Kekuatan dan potensi yang dimiliki para pendukung Prabowo itu, bisa menjadi negatif sekaligus bisa menjadi positif. Sebagai pengikut, mereka hanya menunggu titah sosok yang diikuti, ke mana mereka harus berjalan, dan ke mana mereka menuju, dan apa yang bisa dibawa.
Ya, mereka bisa ke mana saja. Bisa mendaki puncak gunung tertinggi, agar bisa melihat keindahan dari ketinggian, atau bisa ke lembah terdalam, untuk terjun dan mati. Atau, meruntuhkan gunung yang ada? Juga tidak tertutup peluang. Dengan kekuatan besar, memang banyak hal bisa dilakukan.
Hanya saja, menyimak apa saja yang ditampilkan sebagian pendukung menantu Soeharto ini, tidak mudah untuk meyakini bahwa kekuatan itu sedang dibawa ke arah positif.
Apakah dugaan saya mengada-ada? Siapa saja berhak untuk menilai. Tapi, jika melihat bagaimana pergerakan dan aksi yang mereka lakukan, itu sudah memperlihatkan indikator, bahwa mereka telah digiring ke arah yang keliru. Mereka di bawa ke arah yang merugikan mereka sendiri. Mencoreng nama sendiri, dan bahkan sudah cenderung meresahkan.

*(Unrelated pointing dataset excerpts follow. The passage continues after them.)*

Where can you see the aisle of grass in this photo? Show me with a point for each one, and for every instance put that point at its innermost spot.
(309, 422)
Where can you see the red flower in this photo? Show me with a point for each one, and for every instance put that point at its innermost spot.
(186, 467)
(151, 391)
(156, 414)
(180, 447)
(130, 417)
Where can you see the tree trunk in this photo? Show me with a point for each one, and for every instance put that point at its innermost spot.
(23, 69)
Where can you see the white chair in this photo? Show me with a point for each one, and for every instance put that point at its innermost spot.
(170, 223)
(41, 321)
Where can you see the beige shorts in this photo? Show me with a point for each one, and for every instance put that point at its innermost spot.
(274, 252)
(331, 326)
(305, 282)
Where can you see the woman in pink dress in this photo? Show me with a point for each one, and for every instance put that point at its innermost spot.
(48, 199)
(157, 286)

Perintah menangkap ketua Komisi Pemilihan Umum, dan bahkan ancaman bunuh secara terang-terangan, ditunjukkan seakan tanpa beban. Jika begini, apa lagi hal positif yang bisa diharapkan bisa didatangkan oleh mereka? Bagaimana membedakan aksi tersebut dengan separatisme? Bukan hal yang mudah untuk disimpulkan.
Aksi-aksi itu, menjadi pelecehan lainnya yang telah mereka lakukan, setelah pelecehan sebelumnya semisal mengumbar tuduhan terhadap KPU, Bawaslu, hingga memberi stempel fasis dan komunis terhadap negara yang berdiri sejak 1945 ini. Padahal, persatuan yang dibangun di negara yang terdiri dari sekian banyak pulau ini, bukan hal mudah.
Untuk persatuan, pemerintah menempuh sangat banyak cara dan menghabiskan sangat banyak anggaran. Upaya meredam konflik dan ancaman atas keutuhan Negara Kesatuan Republik Indonesia, di Papua, Aceh, adalah bagian dari usaha untuk persatuan tersebut.
Siapa yang takkan miris, jika karena alasan tidak siap mental menerima kekalahan, lantas masyarakat dikerahkan untuk menebar ancaman, secara tersembunyi dan terang-terangan, dan melakukan hal-hal yang meresahkan.